Choosing an orthonormal basis in which a linear operator has a sparse matrix

We have $k_{\mathbb{C}}(n)=k(n)=\frac12n(n-1)$ for all $n > 2$ (for $n=2$, we have $k_{\mathbb{C}}(2)=1$, $k(2)=0$).

First, I'll show that these are upper bounds before showing that they can be attained. I'll use the fact that a smooth map from an $m$ dimensional manifold (or finite union of $m$ dimensional manifolds) to an $n$ dimensional manifold cannot be onto unless $n\le m$. It was noted in the question that $k(n)\le\frac12n(n-1)$, so I'll just look at the complex case. The space ${\rm U}(n)$ of $n\times n$ unitary matrices has dimension $n^2$, and the space ${\rm GL}_{\mathbb{C}}(n)$ of complex $n\times n$ matrices has dimension $2n^2$. If $U$ is unitary such that $U^HAU$ has $k$ zero entries, then $V^HAV$ also has $k$ zero entries, where $V=DU$ for a diagonal unitary matrix $D$. For example, it is always possible to choose $D$ such that the first nonzero element of each row of $V$ is real. Letting $R$ be the space of $n\times n$ unitary matrices whose first nonzero element in each row is real, this has dimension $n(n-1)$. Letting $S$ be the $n\times n$ complex matrices with at least $k$ zero entries, this has dimension $2(n^2-k)$. We require the map $R\times S\to {\rm GL}_{\mathbb{C}}(n)$, $(U,M)\mapsto UMU^H$ to be onto. So, $$ {\rm dim}(R\times S)=n(n-1)+2(n^2-k)\ge{\rm dim}(GL_{\mathbb{C}}(n))=2n^2, $$ so, again, $k\le\frac12n(n-1)$.
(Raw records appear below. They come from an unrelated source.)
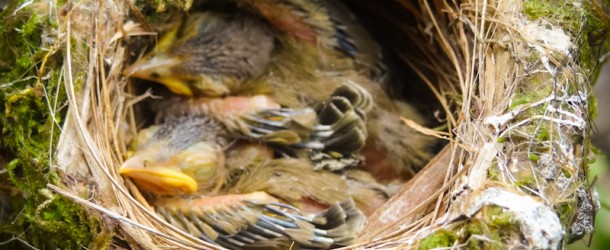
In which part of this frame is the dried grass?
[49,0,589,249]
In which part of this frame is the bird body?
[119,116,387,248]
[126,0,434,180]
[119,0,432,248]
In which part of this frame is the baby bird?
[119,113,387,249]
[125,0,434,180]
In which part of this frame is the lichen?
[0,1,102,249]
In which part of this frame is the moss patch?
[0,1,100,249]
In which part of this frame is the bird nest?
[0,0,597,249]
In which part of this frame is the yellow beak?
[123,54,193,96]
[119,164,198,195]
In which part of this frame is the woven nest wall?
[2,0,604,249]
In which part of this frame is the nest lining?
[35,0,594,249]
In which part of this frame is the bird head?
[119,117,224,195]
[123,11,274,97]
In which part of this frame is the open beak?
[119,158,198,195]
[123,54,193,96]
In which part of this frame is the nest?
[15,0,597,249]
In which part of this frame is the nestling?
[125,0,434,179]
[119,113,387,248]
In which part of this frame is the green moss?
[419,230,458,249]
[465,219,503,250]
[487,207,515,227]
[553,200,575,225]
[523,0,610,76]
[0,1,103,249]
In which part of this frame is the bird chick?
[125,11,274,96]
[119,116,387,249]
[125,0,434,180]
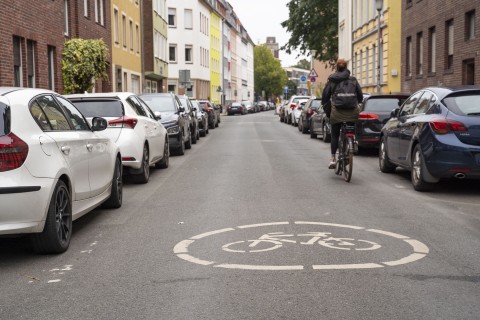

Now, we can prove the lower bound. It was noted in the question that $k_{\mathbb{C}}\ge\frac12n(n-1)$, as all complex matrices can be put in upper triangular form by a Schur decomposition. So, only the real case remains. For positive integers $n_1+n_2+\cdots+n_m=n$, we can express an $n\times n$ matrix $A$ in block form $$ A=\pmatrix{ A_{11} & A_{12} &\cdots&&A_{1m}\\ A_{21}&A_{22}&\cdots&&A_{2m}\\ \vdots&&\ddots&&\vdots\\ \\ A_{m1}&A_{m2}&\cdots&& A_{mm} } $$ where $A_{ij}$ is an $n_i\times n_j$ real matrix. As noted by Omnomnomnom, using the real Schur form, then replacing $A$ by $Q^TAQ$ for orthogonal $Q$, this can be done so that it is block upper triangular ($A_{ij}=0$ for $i > j$) and such that each $n_i$ is 1 or 2. We can take $n_1=n_2=\cdots=n_r=2$ and $n_{r+1}=n_{r+2}=\cdots=n_m=1$ (where $r\in\{0,1,\ldots,m\}$ is the number of complex-conjugate pairs of eigenvalues of $A$). The nonzero below diagonal terms of $A$ then correspond to the below diagonal terms of the block diagonal elements $A_{ii}$. There are $r$ of these, so $A$ has at least $\frac12n(n-1)-r$ zero entries below the diagonal. We cannot remove these remaining $r$ below-diagonal nonzero entries, but we can introduce an additional $r$ zeros above the diagonal. Note first that if $Q$ is a real matrix in block form $Q=(Q_{ij})_{i,j=1,\ldots,n}$ with $Q_{ij}=0$ for $i\not=j$ (i.e., block-diagonal) with each $Q_{ii}$ orthogonal, then $Q$ is orthogonal. Furthermore, $B=Q^TAQ$ has block form $B=(B_{ij})$ with $B_{ij}=Q_{ii}^TA_{ij}Q_{jj}$. So, $B$ is also block upper triangular.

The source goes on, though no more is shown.